Ainsi, le parrain mafieux qui commande à quelque sicaire de le débarrasser d’un rival ne peut invoquer la liberté d’expression pour couvrir ses actes. Sa parole prend place au sein d’un projet criminel et c’est ce projet qui justifie son emprisonnement. De même, la propagande haineuse de Radio Mille Collines n’est pas couverte par la liberté d’expression car elle participe d’un projet criminel, le génocide rwandais. Ce qui importe dans ce cas, ce ne sont pas les opinions racistes envers les Tutsis, mais l’appel au meurtre de ceux-ci. De même, la désormais fameuse revue Inspire publiée par Al Qaida Péninsule Arabique ne peut être protégée par la liberté d’expression parce qu’elle est directement complice du massacre de Charlie Hebdo.
L’expression libre trouve ainsi sa propre limite dans l’éventuel dessein criminel qui la justifierait. Mais ce n’est pas l’opinion qui est sanctionnée, c’est bien le locuteur. Et, dans un état de droit, celui-ci doit bénéficier des garanties d’un procès équitable. D’une part, en bonne logique, il ne devrait pas exister de crime sans victime. La correction politique, la décence, l’ordre moral, autant de concepts qui n’ont rien à faire dans les tribunaux. Il convient de mettre en évidence une victime réelle, même potentielle, et pas simplement une quelconque valeur érigée par on ne sait qui en norme supérieure de la société. D’autre part, il importe que le processus soit impartial et que chacun puisse faire entendre ses arguments devant une juridiction neutre. Comme toujours, c’est à l’accusation d’apporter les preuves du projet criminel en cours et d’établir à tout le moins un commencement d’exécution. De son coté, l’accusé bénéficiera de la présomption d’innocence comme il convient dans un État de droit. Il faudra donc prouver au-delà de tout doute raisonnable l’intention dans le chef de l’accusé de voir s’accomplir le crime et le lien entre son discours et le passage à l’acte du criminel. Ces éléments ne sont pas nécessairement faciles à établir, mais c’est là le lot quotidien des tribunaux et nous devons avoir confiance dans le professionnalisme des juges.

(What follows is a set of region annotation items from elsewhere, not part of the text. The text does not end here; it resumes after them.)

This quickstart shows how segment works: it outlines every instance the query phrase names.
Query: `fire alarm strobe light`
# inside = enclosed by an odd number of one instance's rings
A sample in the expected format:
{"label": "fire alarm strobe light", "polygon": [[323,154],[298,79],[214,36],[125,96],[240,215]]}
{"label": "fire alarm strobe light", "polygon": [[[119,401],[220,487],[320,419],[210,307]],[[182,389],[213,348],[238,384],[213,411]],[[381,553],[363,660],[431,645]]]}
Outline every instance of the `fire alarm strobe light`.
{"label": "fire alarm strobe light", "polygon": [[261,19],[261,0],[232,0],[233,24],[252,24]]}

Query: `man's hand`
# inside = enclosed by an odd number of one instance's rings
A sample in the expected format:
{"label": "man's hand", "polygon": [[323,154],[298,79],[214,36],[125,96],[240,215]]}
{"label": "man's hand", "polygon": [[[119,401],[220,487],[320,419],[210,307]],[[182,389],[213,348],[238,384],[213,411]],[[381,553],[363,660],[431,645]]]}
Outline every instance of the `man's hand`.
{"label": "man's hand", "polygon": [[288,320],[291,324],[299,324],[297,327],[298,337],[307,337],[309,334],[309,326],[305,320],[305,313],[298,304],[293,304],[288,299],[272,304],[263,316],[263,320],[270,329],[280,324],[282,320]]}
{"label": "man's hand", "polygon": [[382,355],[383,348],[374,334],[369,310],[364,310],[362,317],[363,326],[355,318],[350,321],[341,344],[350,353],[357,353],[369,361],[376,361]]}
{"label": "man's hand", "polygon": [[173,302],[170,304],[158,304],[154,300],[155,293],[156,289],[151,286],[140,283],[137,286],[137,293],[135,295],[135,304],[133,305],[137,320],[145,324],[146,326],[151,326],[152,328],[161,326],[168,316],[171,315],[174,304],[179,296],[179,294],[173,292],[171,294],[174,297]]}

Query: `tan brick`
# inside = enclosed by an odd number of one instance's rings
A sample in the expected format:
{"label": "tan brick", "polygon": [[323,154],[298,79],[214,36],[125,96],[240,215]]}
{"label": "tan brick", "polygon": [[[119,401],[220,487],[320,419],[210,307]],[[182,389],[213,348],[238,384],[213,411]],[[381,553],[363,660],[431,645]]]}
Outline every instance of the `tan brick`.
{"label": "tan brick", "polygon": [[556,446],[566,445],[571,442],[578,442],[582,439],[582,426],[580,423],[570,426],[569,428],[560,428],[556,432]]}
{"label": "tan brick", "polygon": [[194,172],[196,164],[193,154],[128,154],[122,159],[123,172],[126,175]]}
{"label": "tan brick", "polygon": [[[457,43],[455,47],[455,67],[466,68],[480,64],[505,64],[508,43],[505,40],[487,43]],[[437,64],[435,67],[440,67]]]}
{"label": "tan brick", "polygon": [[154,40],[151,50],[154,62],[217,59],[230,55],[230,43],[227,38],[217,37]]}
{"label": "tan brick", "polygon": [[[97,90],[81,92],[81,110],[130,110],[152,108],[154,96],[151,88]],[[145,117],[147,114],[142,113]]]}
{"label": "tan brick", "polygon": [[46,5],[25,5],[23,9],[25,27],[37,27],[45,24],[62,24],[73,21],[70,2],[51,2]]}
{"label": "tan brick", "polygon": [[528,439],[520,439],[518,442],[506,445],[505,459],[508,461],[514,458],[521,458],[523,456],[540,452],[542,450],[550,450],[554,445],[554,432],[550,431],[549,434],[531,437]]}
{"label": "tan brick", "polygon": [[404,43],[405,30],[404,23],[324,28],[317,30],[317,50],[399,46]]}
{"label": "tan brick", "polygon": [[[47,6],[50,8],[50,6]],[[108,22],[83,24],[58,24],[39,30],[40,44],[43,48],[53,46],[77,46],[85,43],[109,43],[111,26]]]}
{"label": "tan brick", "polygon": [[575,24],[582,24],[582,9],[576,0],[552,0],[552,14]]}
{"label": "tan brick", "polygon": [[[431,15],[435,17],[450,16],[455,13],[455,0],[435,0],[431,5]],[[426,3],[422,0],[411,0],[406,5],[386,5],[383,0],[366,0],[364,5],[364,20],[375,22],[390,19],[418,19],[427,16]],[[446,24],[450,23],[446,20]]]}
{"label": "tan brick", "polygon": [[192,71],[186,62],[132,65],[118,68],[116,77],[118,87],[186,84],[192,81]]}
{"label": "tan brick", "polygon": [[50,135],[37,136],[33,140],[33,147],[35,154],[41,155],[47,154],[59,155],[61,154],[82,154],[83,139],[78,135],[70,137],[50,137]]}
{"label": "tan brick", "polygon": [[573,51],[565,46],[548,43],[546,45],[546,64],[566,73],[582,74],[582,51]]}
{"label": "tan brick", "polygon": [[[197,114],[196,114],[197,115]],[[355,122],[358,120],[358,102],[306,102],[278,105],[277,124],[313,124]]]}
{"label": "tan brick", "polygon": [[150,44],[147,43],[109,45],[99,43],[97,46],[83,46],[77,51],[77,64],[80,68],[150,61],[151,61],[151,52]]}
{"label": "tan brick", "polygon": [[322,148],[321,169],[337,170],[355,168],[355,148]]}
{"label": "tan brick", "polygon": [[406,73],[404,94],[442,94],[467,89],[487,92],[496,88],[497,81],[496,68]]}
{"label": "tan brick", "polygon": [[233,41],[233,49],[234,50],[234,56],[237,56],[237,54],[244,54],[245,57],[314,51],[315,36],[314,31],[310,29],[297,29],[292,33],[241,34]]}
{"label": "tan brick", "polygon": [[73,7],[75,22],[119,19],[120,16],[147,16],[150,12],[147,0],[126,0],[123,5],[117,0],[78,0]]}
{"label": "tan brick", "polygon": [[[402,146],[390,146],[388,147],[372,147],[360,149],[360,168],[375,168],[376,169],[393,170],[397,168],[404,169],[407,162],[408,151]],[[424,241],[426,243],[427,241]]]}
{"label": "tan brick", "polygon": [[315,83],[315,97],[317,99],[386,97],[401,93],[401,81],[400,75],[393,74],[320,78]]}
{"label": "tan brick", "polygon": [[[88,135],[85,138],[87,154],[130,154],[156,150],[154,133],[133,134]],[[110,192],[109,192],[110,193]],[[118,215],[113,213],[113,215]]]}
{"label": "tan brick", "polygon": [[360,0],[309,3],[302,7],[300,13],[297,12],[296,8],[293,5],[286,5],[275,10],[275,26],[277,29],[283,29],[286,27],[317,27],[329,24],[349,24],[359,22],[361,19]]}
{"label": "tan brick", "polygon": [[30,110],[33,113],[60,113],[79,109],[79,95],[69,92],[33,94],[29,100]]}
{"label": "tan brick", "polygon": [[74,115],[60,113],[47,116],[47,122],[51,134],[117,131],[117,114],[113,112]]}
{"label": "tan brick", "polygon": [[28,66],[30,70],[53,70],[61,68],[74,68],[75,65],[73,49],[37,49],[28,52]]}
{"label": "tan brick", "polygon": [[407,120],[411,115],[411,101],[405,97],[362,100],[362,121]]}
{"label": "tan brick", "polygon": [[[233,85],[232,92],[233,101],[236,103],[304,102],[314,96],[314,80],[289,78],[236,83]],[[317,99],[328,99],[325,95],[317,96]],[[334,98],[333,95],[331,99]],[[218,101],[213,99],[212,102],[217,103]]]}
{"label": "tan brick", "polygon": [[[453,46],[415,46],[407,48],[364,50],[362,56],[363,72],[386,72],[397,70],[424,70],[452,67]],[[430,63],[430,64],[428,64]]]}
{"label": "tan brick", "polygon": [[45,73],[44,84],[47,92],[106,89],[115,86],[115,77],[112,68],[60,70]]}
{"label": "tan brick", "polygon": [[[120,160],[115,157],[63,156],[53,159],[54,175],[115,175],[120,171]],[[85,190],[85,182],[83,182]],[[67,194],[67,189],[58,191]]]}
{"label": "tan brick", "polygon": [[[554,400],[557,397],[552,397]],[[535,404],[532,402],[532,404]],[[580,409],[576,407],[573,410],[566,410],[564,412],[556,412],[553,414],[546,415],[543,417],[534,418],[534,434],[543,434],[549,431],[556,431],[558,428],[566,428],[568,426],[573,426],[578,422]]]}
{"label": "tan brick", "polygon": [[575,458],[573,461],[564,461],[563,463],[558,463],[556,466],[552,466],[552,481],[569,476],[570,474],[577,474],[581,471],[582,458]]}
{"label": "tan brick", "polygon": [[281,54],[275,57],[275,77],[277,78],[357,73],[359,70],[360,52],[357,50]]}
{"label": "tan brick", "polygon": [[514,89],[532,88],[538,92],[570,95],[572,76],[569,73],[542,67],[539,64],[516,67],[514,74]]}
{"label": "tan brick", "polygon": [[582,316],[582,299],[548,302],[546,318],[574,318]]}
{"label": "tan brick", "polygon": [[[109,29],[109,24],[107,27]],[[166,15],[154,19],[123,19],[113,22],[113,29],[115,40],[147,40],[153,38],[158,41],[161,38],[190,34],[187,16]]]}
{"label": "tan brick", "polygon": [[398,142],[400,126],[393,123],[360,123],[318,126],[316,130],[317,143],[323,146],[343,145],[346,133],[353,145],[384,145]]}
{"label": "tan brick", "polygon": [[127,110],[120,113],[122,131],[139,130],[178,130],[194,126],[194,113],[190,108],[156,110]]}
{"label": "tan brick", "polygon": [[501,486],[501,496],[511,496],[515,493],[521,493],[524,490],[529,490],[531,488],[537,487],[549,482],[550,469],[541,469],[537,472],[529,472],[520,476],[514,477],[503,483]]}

Soyons assurés que ces limites ne sont pas minces et la justice dispose de nombreux outils pour agir vite et prévenir les crimes, depuis le référé jusqu’aux ordonnances d’interdiction de certains actes particuliers. Mais il convient qu’à chaque fois nous soyons face à des décisions individuelles, justifiées, et proportionnelles prises a posteriori. Remarquons également que cette position n’enlève rien à la responsabilité de la personne qui passe à l’acte. Elle reste bien l’auteur principal du crime et l’instigateur éventuel n’est coupable que de complicité et, donc, soumis à une peine moins lourde.
Une fois explicitée cette procédure normale de limitation de la liberté d’expression, le projet des censeurs devient extrêmement clair. Il s’agit ni plus ni moins de priver les citoyens de leur droit à un procès équitable ! Les lois de censure enfreignent point par point les conditions d’une décision juste. Voilà qu’apparaissent des crimes sans victimes. Voilà que les débats devant un tribunal sont remplacés par des décisions unilatérales du gouvernement prises a priori. Voilà que les restrictions s’appliquent de manière collective et indifférenciée. Et, in fine, la garantie d’une présomption d’innocence s’effondre devant la logique du bannissement et de l’ostracisme.